My Dad helped me and we solved the problem. Now i have what i want :) Now i have to do a list with all distances between the schools. And if i got that i have to do the Dijkstra Algorithm to find the shortest route between them. Thanks for helping!
import googlemaps
GSGS = (address)
GSGL = (address)
. . .
. . .
. . .
schools =
(GSGS,GSGL,JKG,JMG,MCGD,MANGD,SLSA,WHGR,WOG,GCG,LP,PGG,WVSG,ASGE,CZG,EAG,GI)

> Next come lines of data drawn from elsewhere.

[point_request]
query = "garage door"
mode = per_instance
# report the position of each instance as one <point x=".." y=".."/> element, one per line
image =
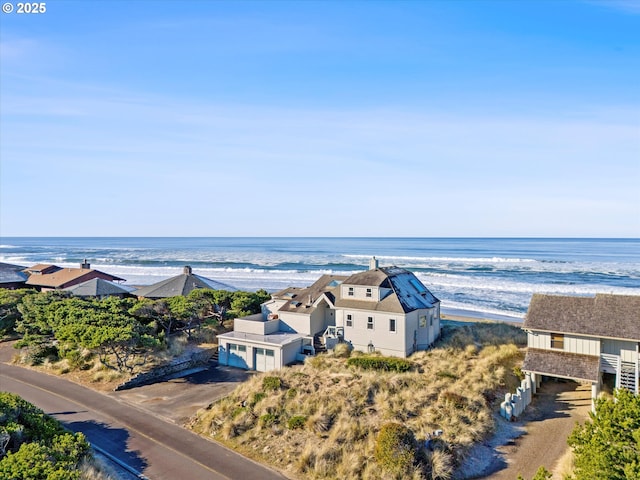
<point x="265" y="360"/>
<point x="237" y="356"/>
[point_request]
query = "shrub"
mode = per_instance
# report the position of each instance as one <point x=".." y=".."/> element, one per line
<point x="256" y="398"/>
<point x="342" y="350"/>
<point x="268" y="419"/>
<point x="395" y="448"/>
<point x="36" y="354"/>
<point x="297" y="421"/>
<point x="271" y="383"/>
<point x="606" y="446"/>
<point x="455" y="399"/>
<point x="292" y="392"/>
<point x="385" y="364"/>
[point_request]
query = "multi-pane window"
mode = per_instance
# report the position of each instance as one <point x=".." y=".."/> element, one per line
<point x="557" y="341"/>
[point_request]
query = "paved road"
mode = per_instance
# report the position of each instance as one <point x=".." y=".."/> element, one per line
<point x="157" y="448"/>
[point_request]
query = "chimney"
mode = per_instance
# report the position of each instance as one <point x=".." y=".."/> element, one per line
<point x="373" y="263"/>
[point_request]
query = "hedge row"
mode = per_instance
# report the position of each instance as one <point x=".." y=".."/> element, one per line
<point x="385" y="364"/>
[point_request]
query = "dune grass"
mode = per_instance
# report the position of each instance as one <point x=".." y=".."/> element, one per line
<point x="321" y="419"/>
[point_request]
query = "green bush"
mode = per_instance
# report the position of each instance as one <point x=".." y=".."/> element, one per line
<point x="395" y="449"/>
<point x="271" y="384"/>
<point x="268" y="419"/>
<point x="37" y="354"/>
<point x="292" y="392"/>
<point x="297" y="421"/>
<point x="385" y="364"/>
<point x="256" y="398"/>
<point x="608" y="445"/>
<point x="36" y="446"/>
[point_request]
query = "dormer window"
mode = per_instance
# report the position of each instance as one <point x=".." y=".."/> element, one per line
<point x="557" y="341"/>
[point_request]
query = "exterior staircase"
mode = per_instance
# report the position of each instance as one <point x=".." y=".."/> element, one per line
<point x="628" y="376"/>
<point x="318" y="344"/>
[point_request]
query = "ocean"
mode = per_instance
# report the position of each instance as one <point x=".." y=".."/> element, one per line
<point x="483" y="277"/>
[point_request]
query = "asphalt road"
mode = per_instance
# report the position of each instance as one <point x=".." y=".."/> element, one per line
<point x="154" y="447"/>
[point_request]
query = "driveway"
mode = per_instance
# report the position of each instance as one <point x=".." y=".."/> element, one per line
<point x="180" y="396"/>
<point x="539" y="438"/>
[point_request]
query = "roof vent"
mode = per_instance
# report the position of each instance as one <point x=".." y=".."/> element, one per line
<point x="373" y="263"/>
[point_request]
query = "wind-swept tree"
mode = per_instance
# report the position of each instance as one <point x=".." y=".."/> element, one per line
<point x="608" y="444"/>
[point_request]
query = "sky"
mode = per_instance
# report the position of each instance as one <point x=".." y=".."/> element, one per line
<point x="430" y="118"/>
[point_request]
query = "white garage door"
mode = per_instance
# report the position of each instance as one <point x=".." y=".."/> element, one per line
<point x="265" y="360"/>
<point x="237" y="356"/>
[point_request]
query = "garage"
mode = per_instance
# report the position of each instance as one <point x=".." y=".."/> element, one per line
<point x="264" y="360"/>
<point x="237" y="355"/>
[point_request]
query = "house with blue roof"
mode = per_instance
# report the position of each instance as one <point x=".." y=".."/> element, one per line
<point x="383" y="309"/>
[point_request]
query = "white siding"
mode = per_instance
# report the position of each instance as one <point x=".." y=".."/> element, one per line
<point x="582" y="345"/>
<point x="626" y="350"/>
<point x="389" y="343"/>
<point x="539" y="340"/>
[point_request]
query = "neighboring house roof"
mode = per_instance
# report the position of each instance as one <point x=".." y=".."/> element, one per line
<point x="181" y="284"/>
<point x="41" y="268"/>
<point x="304" y="300"/>
<point x="52" y="276"/>
<point x="605" y="315"/>
<point x="407" y="293"/>
<point x="12" y="273"/>
<point x="562" y="364"/>
<point x="97" y="287"/>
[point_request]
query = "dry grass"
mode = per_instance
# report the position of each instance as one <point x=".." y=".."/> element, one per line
<point x="456" y="387"/>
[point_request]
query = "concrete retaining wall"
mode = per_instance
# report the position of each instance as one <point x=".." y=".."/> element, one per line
<point x="515" y="403"/>
<point x="195" y="359"/>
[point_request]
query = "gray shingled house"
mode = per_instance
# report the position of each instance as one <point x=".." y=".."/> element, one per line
<point x="181" y="284"/>
<point x="99" y="288"/>
<point x="12" y="276"/>
<point x="584" y="339"/>
<point x="381" y="309"/>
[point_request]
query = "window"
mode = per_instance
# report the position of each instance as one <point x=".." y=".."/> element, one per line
<point x="557" y="341"/>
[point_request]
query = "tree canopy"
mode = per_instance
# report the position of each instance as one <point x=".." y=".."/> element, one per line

school_names = ("GSGS","GSGL","JKG","JMG","MCGD","MANGD","SLSA","WHGR","WOG","GCG","LP","PGG","WVSG","ASGE","CZG","EAG","GI")
school_distances = ()
for g in range(0,len(schools)):
n = 0
for i in schools:
gmaps = googlemaps.Client(key='TOPSECRET')
distances = gmaps.distance_matrix(schools[g], i)['rows'][0]['elements'][0]['distance']['text']
if school_names[g] != school_names[n]:
print(school_names[g] + " - " + school_names[n] + " " + distances)
else:
print(school_names[g] + " - " + school_names[n] + " " + "0 km")
n = n + 1
In my experience, it is sometimes difficult to know what is going on when you use a third-party api. Though I am not a proponent of reinventing the wheel sometimes it is necessary to get a full picture of what is going on. So, I recommend giving it a shot building your own api endpoint request call and see if that works.
import requests
schools = ['GSGS','GSGL','JKG','JMG','MCGD','MANGD','SLSA','WHGR','WOG','GCG','LP','PGG', 'WVSG', 'ASGE','CZG', 'EAG','GI']
def gmap_dist(apikey, origins, destinations, **kwargs):
units = kwargs.get("units", "imperial")
mode = kwargs.get("mode", "driving")
baseurl = "https://maps.googleapis.com/maps/api/distancematrix/json?"
urlargs = {"key": apikey, "units": units, "origins": origins, "destinations": destinations, "mode": mode}
req = requests.get(baseurl, params=urlargs)
data = req.json()
print(data)
# do this for each key and index pair until you
# find the one causing the problem if it
# is not immediately evident from the whole data print
print(data["rows"])
print(rows[0])
# Check if there are elements
try:
distances = data['rows'][0]['elements'][0]['distance']
except KeyError:
raise KeyError("No elements found")
except IndexError:
raise IndexError("API Request Error. No response returned")
else:
return distances
Also as a general rule of thumb it is good to have a test case to make sure things are working as they should before testing the whole list,
#test case
try:
test = gmap_dist(apikey="", units="imperial", origins="GSGS", destinations="GSGL", mode="driving")
except Exception as err:
raise Exception(err)
else:
dists = gmap_dist(apikey="", units="imperial", origins="GSGS", destinations=schools, mode="driving")
print(dists)
Lastly, if you are testing the distance from "GSGS" to other schools, then you might want to get it out of your list of schools as the distance will be 0.
Now, I suspect that the reason you are getting this exception is because there are no json elements returned. Probably, because one of your parameters was improperly formatted.
If this function returns a KeyError still. Check the address spelling and make sure your apikey is valid. Although if it was the Apikey I would expect they would not bother to give you even empty results.
Hope this helps. Comment if it doesn't work.